In Banque Nationale de Paris' double-barreled takeover bid, it's one down and one to go.
After a six-month proxy battle, BNP has succeeded in winning a majority stake in Paribas. But it fell just short of getting the one-third of voting shares it needed to wrest control of Societe Generale.
Analysts say that despite the shortfall, the vote was a victory for $381 billion-asset BNP, which now has 31.5% of SocGen's voting shares. Under French law, an investor with one-third of voting shares can block any major resolution. BNP, they say, can easily reach that threshold by buying SocGen shares in the open market. If that happens, BNP would become the world's largest commercial bank, with more than $1 trillion in assets. SocGen, the largest publicly traded bank in France, has assets of $450 billion. Results released over the weekend showed that BNP gained 31.5% of SocGen's voting shares and 36.8% of its total shares. The voting took place Aug. 6. BNP also won 65.2% of the voting shares of $309 billion-asset Paribas, thwarting a bid for France's third-biggest bank by SocGen. SocGen wound up with only 26.4% of Paribas' voting shares.
Bankers in Paris said Monday that they expect BNP to increase its stake in Societe Generale over the next several months. They added that the French government will probably let BNP retain its stake in Societe Generale as part of an effort to create a French bank that, because of its size, would be invulnerable to acquisition by a foreign institution.

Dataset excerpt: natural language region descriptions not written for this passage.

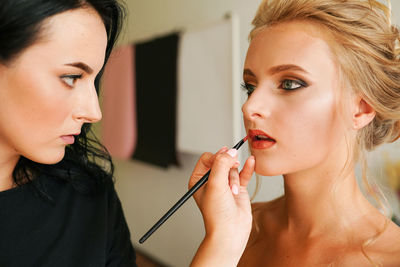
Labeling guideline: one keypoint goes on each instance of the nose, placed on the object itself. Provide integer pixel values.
(88, 109)
(257, 105)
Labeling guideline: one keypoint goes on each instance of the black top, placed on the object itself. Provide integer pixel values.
(71, 230)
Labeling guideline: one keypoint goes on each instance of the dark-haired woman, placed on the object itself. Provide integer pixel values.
(58, 206)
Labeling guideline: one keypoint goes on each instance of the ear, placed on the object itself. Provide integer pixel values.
(363, 113)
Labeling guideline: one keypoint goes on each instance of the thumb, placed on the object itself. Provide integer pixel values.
(247, 172)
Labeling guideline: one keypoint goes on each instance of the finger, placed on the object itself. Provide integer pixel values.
(234, 181)
(247, 171)
(219, 176)
(203, 166)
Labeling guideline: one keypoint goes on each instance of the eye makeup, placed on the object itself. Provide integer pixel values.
(292, 84)
(248, 88)
(70, 79)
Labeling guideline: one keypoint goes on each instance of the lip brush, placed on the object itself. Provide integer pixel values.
(183, 199)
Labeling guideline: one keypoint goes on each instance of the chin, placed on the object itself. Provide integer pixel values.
(49, 158)
(266, 170)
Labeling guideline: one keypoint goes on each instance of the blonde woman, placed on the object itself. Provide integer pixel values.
(323, 79)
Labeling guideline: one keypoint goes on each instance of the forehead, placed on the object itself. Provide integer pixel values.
(71, 36)
(299, 43)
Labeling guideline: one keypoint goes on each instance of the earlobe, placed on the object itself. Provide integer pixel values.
(364, 114)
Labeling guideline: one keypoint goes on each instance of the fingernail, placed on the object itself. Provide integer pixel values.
(224, 148)
(235, 189)
(232, 152)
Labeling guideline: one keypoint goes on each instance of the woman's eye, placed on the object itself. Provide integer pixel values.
(70, 79)
(288, 84)
(248, 88)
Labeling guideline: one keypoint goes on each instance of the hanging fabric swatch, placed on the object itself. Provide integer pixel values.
(119, 119)
(156, 93)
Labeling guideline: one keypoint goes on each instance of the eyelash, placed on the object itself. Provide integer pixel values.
(72, 76)
(249, 88)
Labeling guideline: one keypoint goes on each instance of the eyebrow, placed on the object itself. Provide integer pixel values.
(277, 69)
(81, 66)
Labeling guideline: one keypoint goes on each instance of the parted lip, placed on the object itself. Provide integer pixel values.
(74, 134)
(254, 132)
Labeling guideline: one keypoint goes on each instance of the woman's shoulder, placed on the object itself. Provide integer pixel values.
(386, 247)
(266, 217)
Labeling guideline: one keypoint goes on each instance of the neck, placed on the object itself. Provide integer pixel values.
(8, 161)
(317, 201)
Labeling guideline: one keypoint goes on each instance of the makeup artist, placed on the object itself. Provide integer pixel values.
(58, 206)
(323, 84)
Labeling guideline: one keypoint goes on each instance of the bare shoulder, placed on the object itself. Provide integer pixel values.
(266, 216)
(387, 246)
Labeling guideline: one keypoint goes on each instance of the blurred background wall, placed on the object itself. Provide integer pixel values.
(147, 192)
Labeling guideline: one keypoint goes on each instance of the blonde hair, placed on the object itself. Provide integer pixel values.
(365, 47)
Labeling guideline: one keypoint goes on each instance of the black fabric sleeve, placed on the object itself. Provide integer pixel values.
(120, 251)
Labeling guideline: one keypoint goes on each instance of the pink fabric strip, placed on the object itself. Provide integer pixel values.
(119, 119)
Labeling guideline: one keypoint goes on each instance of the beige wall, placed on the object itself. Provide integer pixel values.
(148, 192)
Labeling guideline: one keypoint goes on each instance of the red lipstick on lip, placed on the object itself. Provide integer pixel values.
(68, 139)
(260, 143)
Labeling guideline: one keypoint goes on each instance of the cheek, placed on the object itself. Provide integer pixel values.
(32, 118)
(305, 133)
(42, 102)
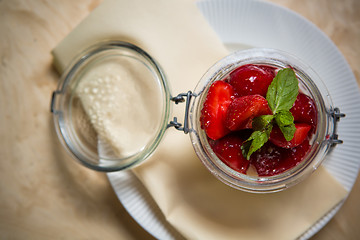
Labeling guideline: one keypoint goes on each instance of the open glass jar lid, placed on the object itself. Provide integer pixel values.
(112, 108)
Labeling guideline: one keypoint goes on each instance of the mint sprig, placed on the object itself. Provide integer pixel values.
(281, 95)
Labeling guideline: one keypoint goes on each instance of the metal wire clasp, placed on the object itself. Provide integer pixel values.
(336, 115)
(178, 99)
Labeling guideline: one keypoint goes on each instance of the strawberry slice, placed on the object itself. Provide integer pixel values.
(277, 137)
(251, 79)
(244, 109)
(304, 110)
(213, 113)
(272, 160)
(228, 149)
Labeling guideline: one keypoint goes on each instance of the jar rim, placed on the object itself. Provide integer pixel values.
(63, 97)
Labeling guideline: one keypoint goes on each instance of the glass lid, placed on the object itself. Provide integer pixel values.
(112, 106)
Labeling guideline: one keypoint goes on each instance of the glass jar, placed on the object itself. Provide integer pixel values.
(79, 129)
(310, 83)
(141, 104)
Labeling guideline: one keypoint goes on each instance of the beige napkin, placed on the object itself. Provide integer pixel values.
(192, 200)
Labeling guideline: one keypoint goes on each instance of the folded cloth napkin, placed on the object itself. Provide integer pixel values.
(192, 200)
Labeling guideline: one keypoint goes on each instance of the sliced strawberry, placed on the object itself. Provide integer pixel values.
(213, 113)
(301, 133)
(228, 149)
(251, 79)
(243, 109)
(304, 110)
(272, 160)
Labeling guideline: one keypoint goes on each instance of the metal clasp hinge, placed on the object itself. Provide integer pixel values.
(336, 115)
(178, 99)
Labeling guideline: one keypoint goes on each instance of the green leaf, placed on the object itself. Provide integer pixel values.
(281, 96)
(284, 118)
(282, 91)
(255, 141)
(261, 122)
(285, 121)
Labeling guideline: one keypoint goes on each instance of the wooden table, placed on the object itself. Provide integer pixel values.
(44, 194)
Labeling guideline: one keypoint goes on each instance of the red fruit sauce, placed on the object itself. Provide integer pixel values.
(227, 114)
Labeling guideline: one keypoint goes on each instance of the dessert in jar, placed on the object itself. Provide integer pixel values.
(263, 120)
(245, 128)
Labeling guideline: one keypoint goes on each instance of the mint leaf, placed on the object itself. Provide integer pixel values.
(285, 121)
(284, 118)
(281, 96)
(255, 141)
(282, 91)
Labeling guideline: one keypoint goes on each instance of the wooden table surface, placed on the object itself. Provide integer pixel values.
(46, 195)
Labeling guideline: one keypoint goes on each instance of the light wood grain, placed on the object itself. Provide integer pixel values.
(43, 193)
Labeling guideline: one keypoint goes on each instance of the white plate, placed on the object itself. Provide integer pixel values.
(251, 23)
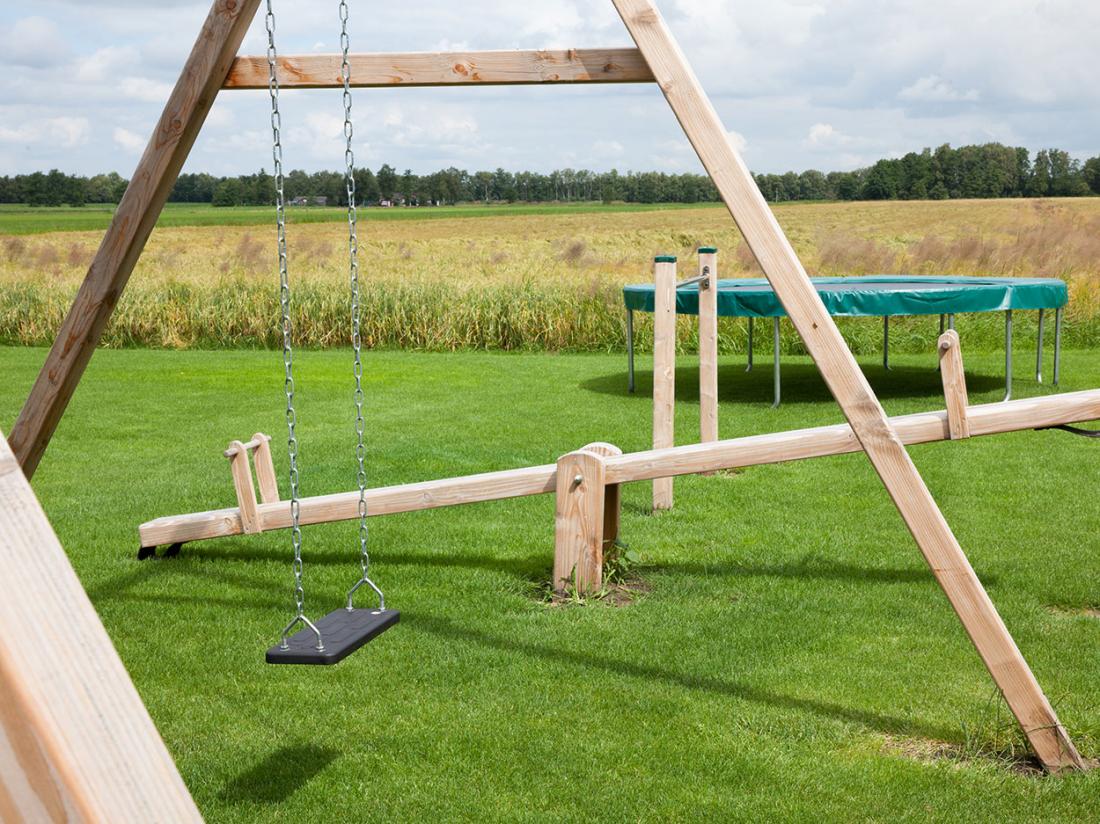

The French government has yet to say whether it will let BNP retain its hostile minority stake in SocGen, but is believed to favor a three-way merger.
Under French regulations, BNP must give the French central bank an "industrial plan,'' justifying its retention of the stake in SocGen. French bankers said Monday that the central bank is likely to give BNP the go-ahead on the assumption that BNP will buy the small number of shares it needs to take control.
On Monday, SocGen chairman Daniel Bouton rejected any effort to reopen talks with BNP and raised the possibility his bank would seek a ''partnership'' with a foreign institution. Several banks, including Spain's Banco Santander Central Hispano and Holland's ABN Amro NV, have indicated they would like to bolster their presence in France in partnership with a major French bank. Banco Santander already holds a 4.9% stake in SocGen, which it has been gradually increasing.
Societe Generale launched a $17 billion bid for Paribas in February, as part of a plan to build a world-class French investment bank. It subsequently upped its offer to $19 billion. A month later, BNP launched a hostile $37 billion counter-offer for both Societe Generale and Paribas, and later increased that offer to $39 billion.
BNP said its main objective was to consolidate retail banking in France and develop domestic and international corporate banking services.
At Paribas, the mood Monday was one of relief. Despite top management's commitment to the concept of a merger with SocGen, most officers preferred a merger with BNP, where they believe they will have more clout.